CC BY 4.0 · ACI open 2020; 04(02): e157-e161
DOI: 10.1055/s-0040-1721489
Original Article

Deploying Clinical Decision Support for Familial Hypercholesterolemia

Hana Bangash
1   Department of Cardiovascular Medicine, Mayo Clinic, Rochester, Minnesota, United States
,
Joseph Sutton
2   Department of Information Technology, Mayo Clinic, Rochester, Minnesota, United States
,
Justin H. Gundelach
1   Department of Cardiovascular Medicine, Mayo Clinic, Rochester, Minnesota, United States
,
Laurie Pencille
3   Center for Science of HealthCare Delivery, Mayo Clinic, Rochester, Minnesota, United States
,
Ahmed Makkawy
4   User Experience Research, Saharafox Creative Agency, Rochester, Minnesota, United States
,
Omar Elsekaily
1   Department of Cardiovascular Medicine, Mayo Clinic, Rochester, Minnesota, United States
,
Ozan Dikilitas
1   Department of Cardiovascular Medicine, Mayo Clinic, Rochester, Minnesota, United States
,
Ali Mir
1   Department of Cardiovascular Medicine, Mayo Clinic, Rochester, Minnesota, United States
,
Robert Freimuth
5   Department of Digital Health Sciences, Mayo Clinic, Rochester, Minnesota, United States
,
Pedro J. Caraballo
6   Department of General Internal Medicine, Mayo Clinic, Rochester, Minnesota, United States
,
Iftikhar J. Kullo
1   Department of Cardiovascular Medicine, Mayo Clinic, Rochester, Minnesota, United States
› Institutsangaben
Funding This study was funded by National Heart, Lung, and Blood Institute, grants: R01 HL135879 and K24 HL137010.

Abstract

Objective Familial hypercholesterolemia (FH), a prevalent genomic disorder that increases risk of coronary heart disease, remains significantly underdiagnosed. Clinical decision support (CDS) tools have the potential to increase FH detection. We describe our experience in the development and implementation of a genomic CDS for FH at a large academic medical center.

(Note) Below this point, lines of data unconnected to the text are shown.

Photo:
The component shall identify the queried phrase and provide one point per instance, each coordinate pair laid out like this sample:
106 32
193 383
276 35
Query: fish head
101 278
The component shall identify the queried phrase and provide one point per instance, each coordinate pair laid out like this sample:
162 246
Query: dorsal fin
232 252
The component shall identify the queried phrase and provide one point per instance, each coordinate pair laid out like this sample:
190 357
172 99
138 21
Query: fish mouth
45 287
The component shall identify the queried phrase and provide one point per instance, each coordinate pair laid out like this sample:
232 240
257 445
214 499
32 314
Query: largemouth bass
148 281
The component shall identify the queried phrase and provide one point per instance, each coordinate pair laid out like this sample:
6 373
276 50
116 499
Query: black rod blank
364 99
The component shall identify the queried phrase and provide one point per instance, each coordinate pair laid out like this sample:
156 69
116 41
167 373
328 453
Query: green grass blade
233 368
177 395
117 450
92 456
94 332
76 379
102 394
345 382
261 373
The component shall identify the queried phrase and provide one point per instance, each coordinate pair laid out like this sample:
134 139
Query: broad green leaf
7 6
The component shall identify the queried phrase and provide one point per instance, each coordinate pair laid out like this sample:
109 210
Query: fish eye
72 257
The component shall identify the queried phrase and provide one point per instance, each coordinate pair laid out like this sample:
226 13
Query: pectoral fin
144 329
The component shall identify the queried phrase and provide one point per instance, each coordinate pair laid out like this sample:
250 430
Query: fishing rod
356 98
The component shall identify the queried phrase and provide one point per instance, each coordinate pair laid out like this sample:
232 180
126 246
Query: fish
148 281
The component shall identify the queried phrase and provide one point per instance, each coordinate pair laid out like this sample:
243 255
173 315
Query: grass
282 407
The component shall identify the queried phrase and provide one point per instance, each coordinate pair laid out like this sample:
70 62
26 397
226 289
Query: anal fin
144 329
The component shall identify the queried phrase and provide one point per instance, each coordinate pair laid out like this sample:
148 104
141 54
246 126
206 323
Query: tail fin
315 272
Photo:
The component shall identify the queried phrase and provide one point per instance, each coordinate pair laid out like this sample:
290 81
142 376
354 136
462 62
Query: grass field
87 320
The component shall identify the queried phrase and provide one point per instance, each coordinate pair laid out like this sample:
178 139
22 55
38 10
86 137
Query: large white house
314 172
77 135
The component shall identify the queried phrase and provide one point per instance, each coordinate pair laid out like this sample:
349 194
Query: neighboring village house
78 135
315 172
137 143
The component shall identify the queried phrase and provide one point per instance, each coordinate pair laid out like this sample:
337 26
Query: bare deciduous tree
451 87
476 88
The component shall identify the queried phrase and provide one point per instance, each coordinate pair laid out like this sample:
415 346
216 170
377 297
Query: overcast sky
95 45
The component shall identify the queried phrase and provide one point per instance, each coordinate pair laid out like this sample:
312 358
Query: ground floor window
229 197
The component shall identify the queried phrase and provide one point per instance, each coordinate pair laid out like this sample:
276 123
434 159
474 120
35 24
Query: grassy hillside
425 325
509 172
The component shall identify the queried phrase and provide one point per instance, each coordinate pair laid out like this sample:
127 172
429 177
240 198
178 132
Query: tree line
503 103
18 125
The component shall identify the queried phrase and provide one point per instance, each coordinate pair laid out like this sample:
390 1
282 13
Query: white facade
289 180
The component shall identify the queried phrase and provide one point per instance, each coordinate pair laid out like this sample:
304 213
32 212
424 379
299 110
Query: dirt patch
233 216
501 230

Methods CDS development and implementation were conducted in four phases: (1) development and validation of an algorithm to identify “possible FH”; (2) obtaining approvals from institutional committees to develop the CDS; (3) development of the initial prototype; and (4) use of an implementation science framework to evaluate the CDS.

Results The timeline for this work was approximately 4 years; algorithm development and validation occurred from August 2018 to February 2020. During this 4-year period, we engaged with 15 stakeholder groups to build and integrate the CDS, including health care providers who gave feedback at each stage of development. During CDS implementation six main challenges were identified: (1) need for multiple institutional committee approvals; (2) need to align the CDS with institutional knowledge resources; (3) need to adapt the CDS to differing workflows; (4) lack of institutional guidelines for CDS implementation; (5) transition to a new institutional electronic health record (EHR) system; and (6) limitations of the EHR related to genomic medicine.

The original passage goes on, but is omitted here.